姉ちゃんいると、そういうのに強くなるんだ。」
「翔太のお姉さんに、まだ会ったことないよ。会いたいかも」
「いいよ、会わなくて!」
美奈子の何気ない言葉に、天地は妙に過剰に反応した。
「翔太の過去を聞きだすよ」
「悪趣味すぎるよ!」
それを聞いた美奈子は返事をせずに、ちょっと笑う。
嫌な感じはしない。多分、眠い気持ちが強いのだろう。

「眠いんなら、寝ていいよ。降りるときに起こすから」
天地の言葉に対し、彼女は
「そう、じゃあ、ちょっとごめん…」
と返事をして、そのまま黙ってしまった。

彼も眠かったが、自分も寝たら降りそびれるかもしれない。
それに、我慢できないほどではない。
バッグから文庫本を出して、読み始めた。

めずらしく電車はあまり混んでおらず、立っている人もあまりいない。
そう言えば来月から先輩は、大学への通学にこの電車をつかうんだな、
と天地は思った。

高校と大学、きっと一番遠さを感じる一年だと思う。
彼女は大学でサークルに入るのかもしれないし、
そう言えばまた応援部のチアになりたいとも言っていた。

姉達の話によると、大学は高校と全然違うらしい。
自覚もなくぼんやりした彼女が少し心配だが、自分は大学までは行けやしない。
相変わらず、はね学ブレザーを着たままである。
来年から自分が出来ることは、高校の教室から空を見上げるだけだった。
まあ、時々外を見てたとしても、成績は落とすつもりはないが。

そしてこんな気持ちを、彼女に言うことは、今後決して無いだろうと思っていた。
というか、自分でやったくせに妙は話ではあるが
告白で泣いてしまった時点で、彼のプライドはかなり傷ついている。
今後一切、彼女の前で泣くつもりはない。
これはいい子ぶるとか繕うとかそういう問題ではなく、男としての天地の意地だった。

こんな事を考えながら本の文面を目で追っていたので、
当たり前だが、内容がちっとも頭に入らない。
本を閉じて顔を上げると、ドアの上の電光掲示板が目に入った。
次はあの駅なら、はばたき駅まではあと30分くらいか。

ふと横の彼女を見ると、明らかに眠っていた。
すやすやと寝息を立てている。
そして、彼女は無意識に反対側の人に寄りかかって眠っていた。
それはわかる。

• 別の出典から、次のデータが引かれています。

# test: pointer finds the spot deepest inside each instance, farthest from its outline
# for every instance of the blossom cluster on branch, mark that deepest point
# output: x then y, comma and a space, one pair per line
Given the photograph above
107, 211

自分も余りに疲れると、時々やることがある。
後で隣の人に申し訳がないと思う。

ただ問題なのは、彼女がもたれかかっている人物が、若い男性だったことだ。
しかも、その男性はまんざらでも無い様な様子ですらいる。
口元がかすかに上がっているのは、誤魔化せない。

天地は、初めは彼に対して申し訳なさを感じたが、
その男が内心嬉しそうなのを見てしまうと、彼に対して腹が立った。
もたれかかっているのなら、美奈子を自分に押し返せばいい。
自分は彼氏なんだから。

もっとも、眠って男にもたれかかっているのは彼女の責任なので、
天地は心の中だけで思いっきりその男をにらみつけると、
美奈子の肩に手を置いて、ぐいっとこっちに引っ張った。
美奈子の体が大きく揺れたが、彼女はそれでも起きない。強い。

男は下心を悟られたとわかったのか、
軽く顔を引きつらせた後、バックの中に入っていた紙を出して見始めた。
その紙が何かは知らないし、興味もない。

とりあえず内心で、僕の彼女に対して鼻の下を伸ばすなよと毒づいて、
天地は美奈子の体を自分の方によせた。

彼女の顔があまりにも近くにあることで、卒業式の灯台でのことを思い出す。
いつだって彼女は無防備である。
あの時も素直に目をつぶった。有り得ない。
自分もはやく大学に入って、彼女を守らないとな、と天地は思った。

実は人の好き嫌いが激しく、どうでもいい人にはかなり冷たくなれる自分にとって、
美奈子は明らかに特別だった。言わないけど。

近すぎる彼女の顔と寝息に対して、初めは天地は緊張していたが、
緊張はずっとは持続しない。
疲れていたのもあり、彼の中でどんどん眠気が強くなっている。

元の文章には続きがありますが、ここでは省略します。